Use the following relevance criteria to focus on foundational research. Keep relevant papers and filter out irrelevant ones. Avoid purely application-driven work.

  1. Model Architecture - Relevant: Mixture-of-Experts (MoE), Transformers, Conditional/Dynamic Networks, Autoencoders, analysis/innovations on existing architectures. - Irrelevant: Merely using existing architectures for a certain task without insights into the structure themselves.

  2. Model Compression and Efficiency - Relevant: Sparsity, pruning, quantization, low-rank approaches, cache, or other algorithmic/theoretical efficiency breakthroughs. - Irrelevant: Straightforward applications of existing compression methods to new tasks.

  3. High Performance Computing - Relevant: Algorithmic or systems-level innovations enabling training of large-scale models, distributed training techniques, memory optimization. - Irrelevant: Incremental engineering improvements without novel algorithmic contributions.
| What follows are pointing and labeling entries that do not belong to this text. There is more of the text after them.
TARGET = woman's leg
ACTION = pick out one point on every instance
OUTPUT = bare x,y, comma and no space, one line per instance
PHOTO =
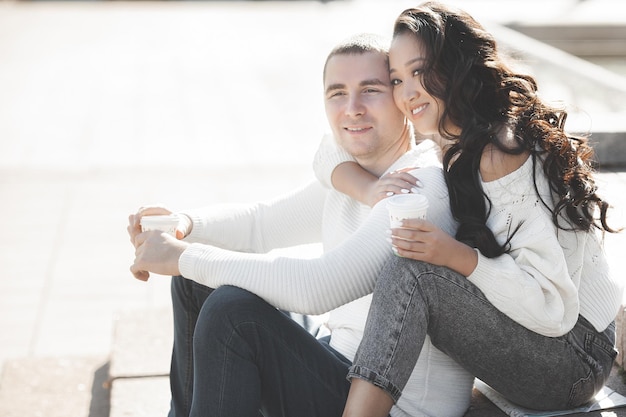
187,300
249,356
413,299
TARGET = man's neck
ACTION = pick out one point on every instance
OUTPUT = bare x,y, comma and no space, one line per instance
378,164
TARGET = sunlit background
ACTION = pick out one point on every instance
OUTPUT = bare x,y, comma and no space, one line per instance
106,106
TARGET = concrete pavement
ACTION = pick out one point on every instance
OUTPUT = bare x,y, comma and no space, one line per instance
108,106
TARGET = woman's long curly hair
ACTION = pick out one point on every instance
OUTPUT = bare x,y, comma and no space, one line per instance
482,96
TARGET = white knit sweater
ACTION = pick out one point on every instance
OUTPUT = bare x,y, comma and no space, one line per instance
231,245
550,275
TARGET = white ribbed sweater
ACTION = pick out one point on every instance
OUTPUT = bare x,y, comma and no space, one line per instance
230,249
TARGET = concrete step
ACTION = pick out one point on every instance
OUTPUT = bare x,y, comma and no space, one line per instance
140,362
54,387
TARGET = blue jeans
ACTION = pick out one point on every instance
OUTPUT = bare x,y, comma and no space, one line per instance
236,355
413,299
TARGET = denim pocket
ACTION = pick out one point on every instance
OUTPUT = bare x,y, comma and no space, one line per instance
599,354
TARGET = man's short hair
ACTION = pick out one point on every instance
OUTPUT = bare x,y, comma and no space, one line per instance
359,44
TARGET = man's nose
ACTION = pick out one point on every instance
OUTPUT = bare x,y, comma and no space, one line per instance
355,107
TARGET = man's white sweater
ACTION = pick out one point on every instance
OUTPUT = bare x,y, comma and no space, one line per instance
231,247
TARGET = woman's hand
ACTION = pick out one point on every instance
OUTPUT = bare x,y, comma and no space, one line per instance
156,252
423,241
396,182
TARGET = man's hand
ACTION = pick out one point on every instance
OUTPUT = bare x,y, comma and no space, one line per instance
134,220
156,252
423,241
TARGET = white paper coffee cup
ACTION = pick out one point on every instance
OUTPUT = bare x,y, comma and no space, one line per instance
164,223
406,206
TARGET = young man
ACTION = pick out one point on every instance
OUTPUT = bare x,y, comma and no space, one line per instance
234,352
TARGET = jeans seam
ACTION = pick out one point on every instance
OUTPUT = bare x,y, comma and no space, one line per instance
284,347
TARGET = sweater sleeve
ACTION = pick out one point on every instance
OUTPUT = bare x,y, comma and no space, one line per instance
320,284
531,283
288,220
329,154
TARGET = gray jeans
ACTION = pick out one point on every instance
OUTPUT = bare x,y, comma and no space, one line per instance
413,299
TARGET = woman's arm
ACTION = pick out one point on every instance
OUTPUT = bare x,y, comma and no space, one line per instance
335,168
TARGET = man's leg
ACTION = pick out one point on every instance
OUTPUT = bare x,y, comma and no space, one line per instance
187,300
249,356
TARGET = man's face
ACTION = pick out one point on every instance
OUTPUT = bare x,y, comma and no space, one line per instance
359,105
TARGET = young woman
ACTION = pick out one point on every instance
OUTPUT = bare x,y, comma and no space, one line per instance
522,296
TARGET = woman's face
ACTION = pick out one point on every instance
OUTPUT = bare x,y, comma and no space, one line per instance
406,63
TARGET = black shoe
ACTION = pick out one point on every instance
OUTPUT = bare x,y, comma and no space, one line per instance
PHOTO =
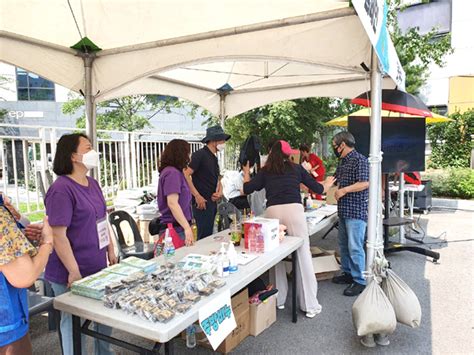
343,279
354,289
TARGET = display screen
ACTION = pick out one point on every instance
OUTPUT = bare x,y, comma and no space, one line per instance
403,142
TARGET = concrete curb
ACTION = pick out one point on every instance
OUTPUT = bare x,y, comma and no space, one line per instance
467,205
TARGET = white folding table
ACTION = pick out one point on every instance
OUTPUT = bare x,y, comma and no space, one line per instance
162,333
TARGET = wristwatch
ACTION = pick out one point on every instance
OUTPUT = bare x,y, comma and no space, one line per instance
48,243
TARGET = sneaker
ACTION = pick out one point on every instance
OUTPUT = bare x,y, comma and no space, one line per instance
354,289
382,339
368,341
343,279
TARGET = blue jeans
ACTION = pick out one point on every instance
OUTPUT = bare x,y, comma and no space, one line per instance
100,347
205,219
351,245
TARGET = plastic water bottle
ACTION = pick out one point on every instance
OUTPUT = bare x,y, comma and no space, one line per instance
259,241
232,255
191,336
222,262
168,248
251,236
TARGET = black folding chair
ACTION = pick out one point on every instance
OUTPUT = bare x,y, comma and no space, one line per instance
138,248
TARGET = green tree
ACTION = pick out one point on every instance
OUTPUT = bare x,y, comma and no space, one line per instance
296,121
124,113
415,50
451,142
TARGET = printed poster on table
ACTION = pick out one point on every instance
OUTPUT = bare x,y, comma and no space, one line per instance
217,319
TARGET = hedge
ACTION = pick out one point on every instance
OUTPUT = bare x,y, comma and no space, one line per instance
452,182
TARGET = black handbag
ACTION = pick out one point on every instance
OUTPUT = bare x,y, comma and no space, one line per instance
155,226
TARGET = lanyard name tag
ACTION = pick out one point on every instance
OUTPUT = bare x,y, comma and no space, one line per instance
103,233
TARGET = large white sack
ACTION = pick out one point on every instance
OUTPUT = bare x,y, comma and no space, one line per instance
372,312
404,301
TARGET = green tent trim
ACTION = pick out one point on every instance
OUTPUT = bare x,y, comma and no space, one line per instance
85,45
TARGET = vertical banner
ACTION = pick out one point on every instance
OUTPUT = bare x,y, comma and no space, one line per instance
217,319
373,15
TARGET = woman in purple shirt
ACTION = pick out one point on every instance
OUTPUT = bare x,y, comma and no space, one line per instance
77,213
174,196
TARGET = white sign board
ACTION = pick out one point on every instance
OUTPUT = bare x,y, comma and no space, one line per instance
373,15
217,319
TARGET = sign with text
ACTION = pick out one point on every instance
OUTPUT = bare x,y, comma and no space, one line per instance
217,319
373,15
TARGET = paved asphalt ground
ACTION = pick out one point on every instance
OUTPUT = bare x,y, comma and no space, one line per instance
445,291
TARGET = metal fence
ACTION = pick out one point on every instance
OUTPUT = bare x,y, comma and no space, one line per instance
127,160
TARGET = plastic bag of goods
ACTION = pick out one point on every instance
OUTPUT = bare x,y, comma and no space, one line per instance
372,312
404,301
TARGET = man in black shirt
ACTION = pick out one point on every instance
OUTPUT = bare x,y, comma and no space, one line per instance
202,175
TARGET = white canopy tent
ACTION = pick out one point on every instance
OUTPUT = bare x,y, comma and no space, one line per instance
265,51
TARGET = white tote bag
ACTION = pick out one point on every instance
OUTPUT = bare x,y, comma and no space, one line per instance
404,301
372,312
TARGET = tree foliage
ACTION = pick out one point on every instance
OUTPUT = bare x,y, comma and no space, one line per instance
415,50
451,142
297,121
127,113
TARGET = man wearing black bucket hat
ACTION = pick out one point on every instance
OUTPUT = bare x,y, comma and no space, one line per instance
202,175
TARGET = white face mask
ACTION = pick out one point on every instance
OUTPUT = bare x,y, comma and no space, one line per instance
90,159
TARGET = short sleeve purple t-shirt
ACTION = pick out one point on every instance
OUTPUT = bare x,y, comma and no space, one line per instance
77,207
172,181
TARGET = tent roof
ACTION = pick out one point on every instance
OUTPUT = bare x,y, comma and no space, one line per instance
265,50
365,112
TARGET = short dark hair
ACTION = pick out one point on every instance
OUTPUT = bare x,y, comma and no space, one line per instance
345,137
305,148
67,145
278,162
176,154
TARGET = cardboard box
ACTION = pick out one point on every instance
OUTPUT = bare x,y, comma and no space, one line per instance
240,307
269,227
325,266
262,315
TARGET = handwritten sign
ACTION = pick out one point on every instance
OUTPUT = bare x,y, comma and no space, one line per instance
217,319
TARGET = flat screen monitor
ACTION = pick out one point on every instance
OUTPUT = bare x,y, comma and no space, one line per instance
403,142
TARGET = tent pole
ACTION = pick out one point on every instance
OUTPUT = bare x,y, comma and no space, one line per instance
375,160
222,110
91,128
222,123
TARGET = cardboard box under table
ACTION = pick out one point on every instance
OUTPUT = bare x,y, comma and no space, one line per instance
240,307
262,315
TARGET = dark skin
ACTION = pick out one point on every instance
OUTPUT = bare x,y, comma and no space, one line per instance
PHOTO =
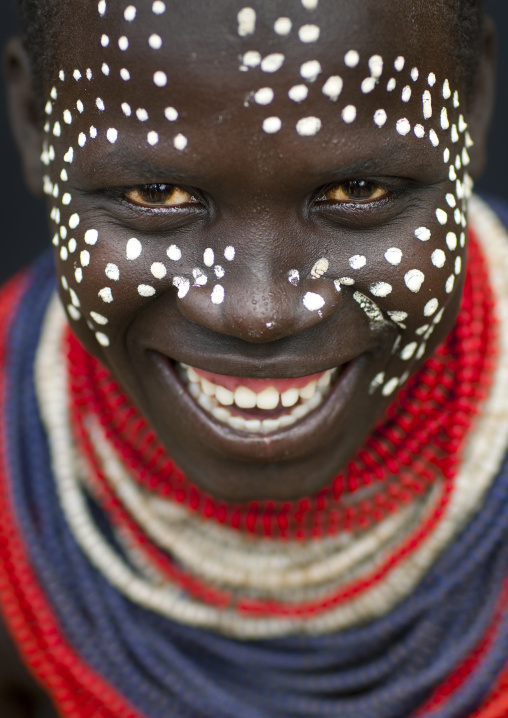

  4. Representation Learning - Relevant: Insights into how deep networks encode information, feature/dictionary learning, sparse/contrastive methods, training dynamics in neural networks. - Irrelevant: Standard applications of known techniques lacking new theoretical or methodological contributions.

Keywords:

  • Relevant: Mixture of Experts (MoE), Representation Learning, Compression/Efficiency, Sparse/Sparsity, Pruning, Quantization, Low-rank, Foundation Model, etc.
  • Irrelevant: Reinforcement Learning, Transfer Learning, Federated Learning, Online Learning, Diffusion Models, etc.
  • Application: Image Segmentation, Medical Imaging, 3D Vision, Video Understanding, Information Retrieval, Summarization, Recommendation Systems, Machine Translation, Speech Recognition, Signal Processing, Spatial/Temporal Modeling, Time Series, Knowledge Graph, etc.